Eine durchdachte Implementierung von Datenschutz setzt gerade im Bereich der technisch-organisatorischen Maßnahmen voraus, dass die verantwortlichen Stellen bereits bei der Planung von Digitalisierungsvorhaben prüfen, wie sich Nutzerfreundlichkeit und Vertrauenswürdigkeit von digitalen Verwaltungsdienstleistungen verbinden lassen. Als Datenschutz-Aufsichtsbehörde verkenne ich nicht, dass guter Datenschutz eine Herausforderung bei der Digitalisierung ist. Der verbundene Aufwand lohnt aber. Nutzerinnen und Nutzer werden viel eher bereit sein, sich auf digitale Angebote öffentlicher Stellen einzulassen, wenn sie sicher sein können, dass ihre Daten dort in guten Händen sind und nicht irgendwann auf irgendeine Weise zu ihrem Nachteil verwendet werden.

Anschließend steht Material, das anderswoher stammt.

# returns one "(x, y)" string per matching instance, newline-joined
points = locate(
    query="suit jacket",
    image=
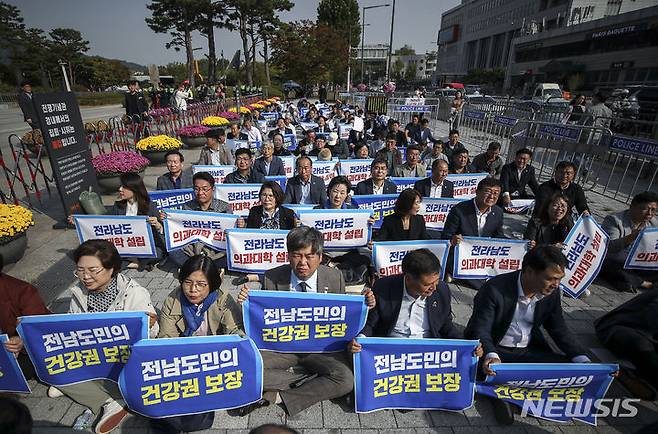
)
(494, 308)
(513, 182)
(388, 294)
(462, 220)
(391, 229)
(424, 187)
(294, 190)
(329, 279)
(286, 218)
(276, 167)
(365, 187)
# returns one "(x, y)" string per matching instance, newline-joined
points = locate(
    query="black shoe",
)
(503, 412)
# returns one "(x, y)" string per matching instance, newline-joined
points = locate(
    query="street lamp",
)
(363, 30)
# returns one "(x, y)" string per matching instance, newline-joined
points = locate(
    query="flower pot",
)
(14, 250)
(155, 157)
(193, 142)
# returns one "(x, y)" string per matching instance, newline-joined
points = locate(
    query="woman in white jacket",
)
(101, 288)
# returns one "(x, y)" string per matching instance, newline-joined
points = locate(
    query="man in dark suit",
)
(478, 217)
(377, 183)
(305, 187)
(25, 103)
(333, 376)
(516, 176)
(511, 310)
(437, 185)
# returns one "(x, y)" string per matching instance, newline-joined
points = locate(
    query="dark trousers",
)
(634, 345)
(334, 377)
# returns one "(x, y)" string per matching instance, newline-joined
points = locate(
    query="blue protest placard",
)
(552, 391)
(303, 322)
(179, 376)
(72, 348)
(165, 199)
(11, 376)
(414, 374)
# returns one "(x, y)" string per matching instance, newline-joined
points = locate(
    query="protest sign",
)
(481, 258)
(11, 376)
(380, 205)
(240, 197)
(165, 199)
(183, 227)
(435, 211)
(643, 255)
(465, 185)
(72, 348)
(131, 235)
(303, 322)
(340, 227)
(190, 375)
(387, 256)
(552, 391)
(414, 374)
(585, 249)
(255, 250)
(355, 170)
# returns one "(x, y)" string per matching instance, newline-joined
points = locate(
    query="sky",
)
(116, 28)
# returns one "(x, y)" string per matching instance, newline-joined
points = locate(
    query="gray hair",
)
(304, 236)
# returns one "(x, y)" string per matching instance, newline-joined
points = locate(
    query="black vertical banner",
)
(64, 137)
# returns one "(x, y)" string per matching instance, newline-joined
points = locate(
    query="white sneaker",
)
(54, 392)
(114, 413)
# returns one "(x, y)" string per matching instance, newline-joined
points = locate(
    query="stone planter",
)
(193, 142)
(14, 250)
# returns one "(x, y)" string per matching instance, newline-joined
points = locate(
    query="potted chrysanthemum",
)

Ohne die in der Datenschutz-Grundverordnung verankerten zentralen Datenschutzgrundsätze insbesondere der Rechtmäßigkeit, Transparenz, Zweckbindung, Integrität und Vertraulichkeit werden Digitalisierungsvorhaben auf nur wenig Akzeptanz bei den Bürgerinnen und Bürgern treffen. Zudem hat der öffentliche Sektor bei der Digitalisierung eine besondere Vorbildfunktion und steht deshalb mehr "unter Beobachtung" als manche Unternehmen. Die viel beschworene "Datensouveränität" der Menschen setzt voraus, dass sie sich im Verhältnis zur öffentlichen Hand stets als Subjekt fühlen können. Besonders vulnerable Bevölkerungsgruppen müssen zudem auch weiterhin einen besonders starken Schutz genießen.

1.2. Künstliche Intelligenz: Sind wir vorbereitet?

1.2.1. Was ist Künstliche Intelligenz (KI)?

Vereinfacht ausgedrückt meint KI eine Technik, die es Maschinen ermöglicht, ähnlich wie Menschen zu lernen und zu "denken". Bei KI-Systemen, die mit Verfahren des maschinellen Lernens arbeiten, geben Entwicklerinnen und Entwickler nur bestimmte Rahmenbedingungen vor, zum Beispiel eine konkrete Aufgabe. Das KI-System ermittelt daraufhin selbständig eine Lösung. Allerdings sind KI-Anwendungen auf unzählige Daten angewiesen, um daraus ihre Vorgehensweise abzuleiten.

Die sogenannte "schwache" KI ist längst im Alltag angekommen. Typische Internetfunktionalitäten wie etwa die Autokorrektur, personalisierte Empfehlungssysteme und Übersetzungsprogramme werden mittlerweile regelmäßig zumindest von KI-Anwendungen unterstützt. Auch Spam-Filter und sonstige Maßnahmen der IT-Sicherheit beruhen heute zum Teil auf KI-Methoden.

Im Berichtszeitraum hat auch die bayerische öffentliche Verwaltung zunehmend die textgenerierende Künstliche Intelligenz in den Blick genommen. So können Chatbots menschenähnliche Konversationen führen und sollen deshalb eingesetzt werden, um Bürgeranfragen in natürlicher, verständlicher Sprache zu beantworten. Dafür greifen Chatbots auf umfangreiche Textdatenbanken zu.

Von öffentlichen Stellen wohl noch nicht ganz so häufig genutzt wird bislang die bildgenerierende KI. Sie kann beispielsweise aus Textbeschreibungen Bilder, Grafiken oder Illustrationen erzeugen. Durch die Medienberichterstattung weithin bekannt geworden sind beispielsweise KI-generierte Abbildungen des Papstes in ungewohnten Rollen.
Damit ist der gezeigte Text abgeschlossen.